Last summer, a downed wire was reported in Garden City. DTE’s first responders went out with barrier tape and door hangers to corner off the hazard and notify the surrounding businesses and residences. The situation did not meet “stand by” criteria so they left. Problem solved, or so they thought.

What the first responders didn’t realize was this downed wire was outside the Garden City Fire Department. And it was drastically hindering their fire trucks from responding to emergencies.

They followed the correct process but misunderstood the urgency that was needed. It took three days to finally take care of the downed wire. This was unacceptable for customers.

DTE CEO Jerry Norcia’s message to employees has been clear. Sometimes processes get in the way of doing what’s best for customers. When we find a gap in a process, we need to take a step back, work together to fix the problem and close the gaps in pursuit of putting Purpose over process to provide better service to customers.

In this case, a cross-functional team of DTE employees worked together to develop a new process, which may help to save lives in the future.
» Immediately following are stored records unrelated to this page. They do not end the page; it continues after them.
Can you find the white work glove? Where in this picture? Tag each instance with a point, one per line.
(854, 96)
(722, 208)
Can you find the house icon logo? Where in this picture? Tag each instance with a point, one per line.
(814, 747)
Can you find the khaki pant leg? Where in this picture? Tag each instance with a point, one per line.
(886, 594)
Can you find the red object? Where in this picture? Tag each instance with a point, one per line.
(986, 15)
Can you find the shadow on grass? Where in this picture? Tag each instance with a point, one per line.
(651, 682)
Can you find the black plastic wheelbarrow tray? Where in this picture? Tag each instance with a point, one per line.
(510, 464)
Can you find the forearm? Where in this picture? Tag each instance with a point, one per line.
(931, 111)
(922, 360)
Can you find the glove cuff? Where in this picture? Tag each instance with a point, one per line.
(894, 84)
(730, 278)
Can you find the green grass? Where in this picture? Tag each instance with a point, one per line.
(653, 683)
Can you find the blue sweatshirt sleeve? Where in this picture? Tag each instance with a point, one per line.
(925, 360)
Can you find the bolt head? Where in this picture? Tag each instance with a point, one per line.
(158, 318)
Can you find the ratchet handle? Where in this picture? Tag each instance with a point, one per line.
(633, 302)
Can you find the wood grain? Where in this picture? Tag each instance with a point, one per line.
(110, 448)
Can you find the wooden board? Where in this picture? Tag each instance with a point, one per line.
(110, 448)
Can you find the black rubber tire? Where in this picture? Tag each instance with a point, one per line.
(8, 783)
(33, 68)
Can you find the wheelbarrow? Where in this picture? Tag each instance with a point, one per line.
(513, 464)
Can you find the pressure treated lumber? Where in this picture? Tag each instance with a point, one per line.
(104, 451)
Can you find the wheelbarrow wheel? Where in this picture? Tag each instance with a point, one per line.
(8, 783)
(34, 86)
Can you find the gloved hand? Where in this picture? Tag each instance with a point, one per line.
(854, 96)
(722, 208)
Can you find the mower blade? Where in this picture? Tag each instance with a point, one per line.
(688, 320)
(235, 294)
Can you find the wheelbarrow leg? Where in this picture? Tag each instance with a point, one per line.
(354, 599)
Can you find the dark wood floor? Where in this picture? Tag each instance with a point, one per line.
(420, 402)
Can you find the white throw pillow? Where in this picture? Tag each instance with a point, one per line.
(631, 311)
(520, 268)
“When we learned that we were impacting the Garden City Fire and Police Department’s ability to do their job, we decided to do a little more research to find out how we could make this situation better for the community,” said Russel Pogats, manager, Emergency Preparedness and Storm at DTE. “We ended up partnering with our Corporate and Government Affairs team, our regional managers and local fire and police departments to figure this out and create a new process.”

Now emergency personnel have a direct line to call DTE in severe situations. This assures that the urgency is understood, and we’re able to dispatch a crew to the emergency location as soon as possible. In return, firefighters are freed up faster to respond to other calls for assistance.
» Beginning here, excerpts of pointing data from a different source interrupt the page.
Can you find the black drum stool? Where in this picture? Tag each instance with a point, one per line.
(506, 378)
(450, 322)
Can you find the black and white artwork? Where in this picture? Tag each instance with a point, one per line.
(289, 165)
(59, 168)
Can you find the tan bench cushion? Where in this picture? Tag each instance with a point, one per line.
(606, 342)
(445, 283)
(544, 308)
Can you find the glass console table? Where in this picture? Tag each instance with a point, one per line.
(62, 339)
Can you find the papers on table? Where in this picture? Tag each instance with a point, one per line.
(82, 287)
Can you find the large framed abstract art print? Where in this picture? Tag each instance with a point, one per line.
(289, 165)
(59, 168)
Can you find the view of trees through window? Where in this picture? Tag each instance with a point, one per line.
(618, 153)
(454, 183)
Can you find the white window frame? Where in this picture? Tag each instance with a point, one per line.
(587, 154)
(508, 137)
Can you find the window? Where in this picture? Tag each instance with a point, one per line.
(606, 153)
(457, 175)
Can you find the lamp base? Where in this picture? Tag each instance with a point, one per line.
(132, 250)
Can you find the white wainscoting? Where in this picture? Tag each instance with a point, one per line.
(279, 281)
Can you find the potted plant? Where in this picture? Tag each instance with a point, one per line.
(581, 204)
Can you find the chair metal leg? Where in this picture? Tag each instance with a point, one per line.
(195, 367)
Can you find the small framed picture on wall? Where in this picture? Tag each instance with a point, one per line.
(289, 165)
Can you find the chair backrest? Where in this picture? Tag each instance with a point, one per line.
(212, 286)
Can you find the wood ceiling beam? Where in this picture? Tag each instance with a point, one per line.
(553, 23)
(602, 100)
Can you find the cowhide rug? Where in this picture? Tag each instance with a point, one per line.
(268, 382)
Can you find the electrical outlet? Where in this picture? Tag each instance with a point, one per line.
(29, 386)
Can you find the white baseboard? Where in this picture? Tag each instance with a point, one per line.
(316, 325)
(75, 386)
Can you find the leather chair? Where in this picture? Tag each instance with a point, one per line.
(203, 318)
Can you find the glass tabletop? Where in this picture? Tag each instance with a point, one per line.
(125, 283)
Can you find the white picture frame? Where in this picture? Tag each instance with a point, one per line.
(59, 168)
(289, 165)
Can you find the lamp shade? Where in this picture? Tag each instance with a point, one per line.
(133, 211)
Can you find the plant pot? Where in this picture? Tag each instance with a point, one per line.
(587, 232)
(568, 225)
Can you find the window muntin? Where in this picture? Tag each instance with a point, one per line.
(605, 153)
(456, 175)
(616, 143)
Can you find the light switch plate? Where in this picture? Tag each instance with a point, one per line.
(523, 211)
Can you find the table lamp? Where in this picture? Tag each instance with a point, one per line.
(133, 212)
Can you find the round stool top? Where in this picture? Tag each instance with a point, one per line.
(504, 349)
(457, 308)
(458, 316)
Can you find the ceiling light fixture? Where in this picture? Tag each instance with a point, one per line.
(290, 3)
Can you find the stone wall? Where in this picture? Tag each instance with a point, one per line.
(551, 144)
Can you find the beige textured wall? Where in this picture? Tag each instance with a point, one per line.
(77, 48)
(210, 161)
The team’s work also improved communication between fire chiefs, DTE’s EPS team and regional managers, and yielded better results. This has never been more evident than the recent catastrophic storm.
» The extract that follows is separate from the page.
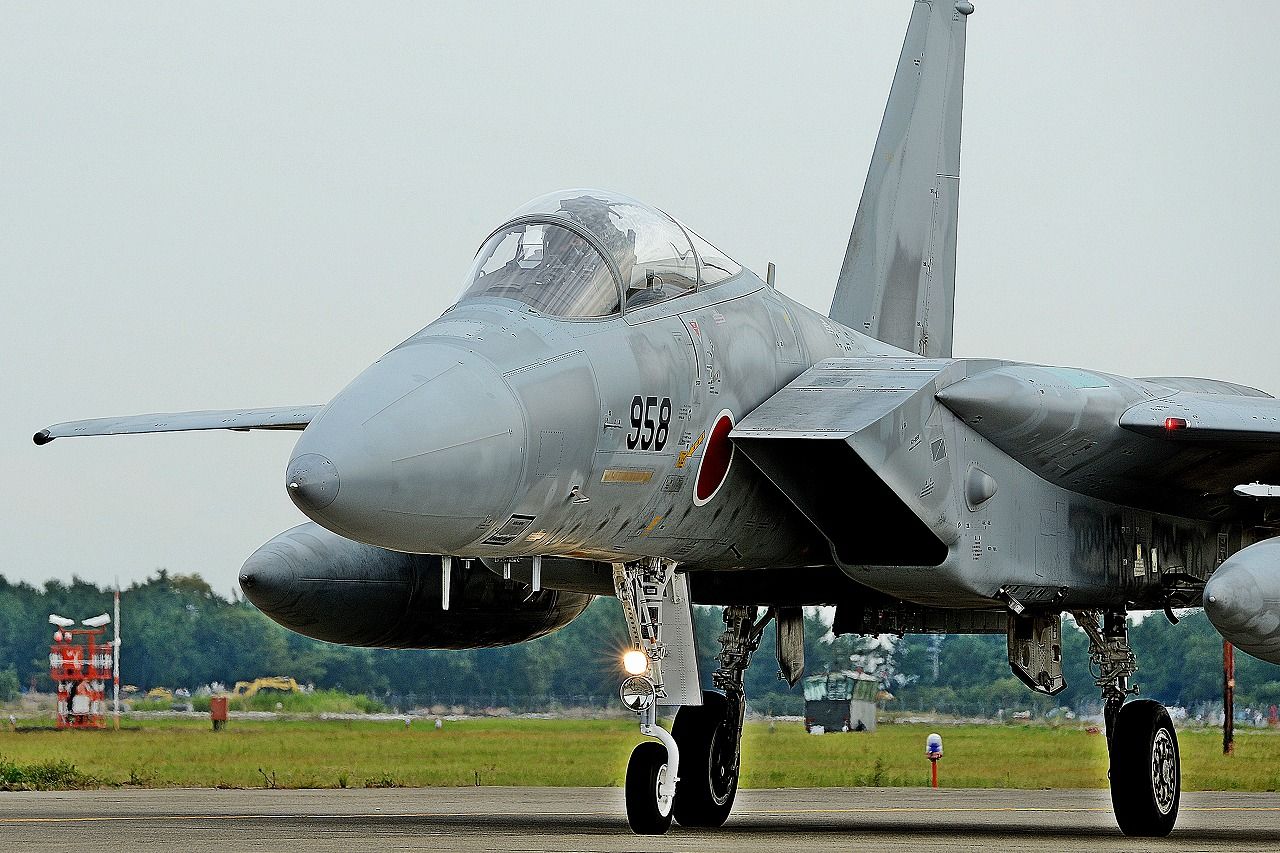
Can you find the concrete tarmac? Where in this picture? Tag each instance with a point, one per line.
(592, 819)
During the storm, Garden City Fire Chief Catherine Harman could not get through on the dedicated line due to the extremely high call volume. Russel Pogats and Barbara Rykwalder, DTE’s Wayne County regional manager, worked directly with her and central dispatch to record the downed wire locations and get crews to those locations immediately.

Barbara also sent daily text messages to key community officials, whose communities were affected by the storm, to share DTE’s communications updates. This allowed them to be posted to city websites to keep residents informed on the outages and our restoration efforts.

“I enjoy my job as regional manager because it allows me the opportunity to make a difference each day,” Rykwalder said. “I especially value collaborating with my leaders, co-workers, and all of DTE’s dedicated employees, who give 110 percent effort every day to creatively solve issues in the communities we serve.”

Through this collaboration, DTE successfully implemented a new process that emphasizes Purpose and better serves customers. DTE is also working with the Bureau of Fire Service to develop an electrical safety class for firefighters.

The work has not gone unnoticed. Garden City Fire Chief Harman even wrote a letter thanking DTE’s teams for their efforts.

“On behalf of the entire community of Garden City, I want to express our deepest gratitude for DTE’s efforts to safely restore 33 downed power lines in our city throughout the month of July,” Chief Harman said. “Thank you for partnering with us to keep Garden City safe.”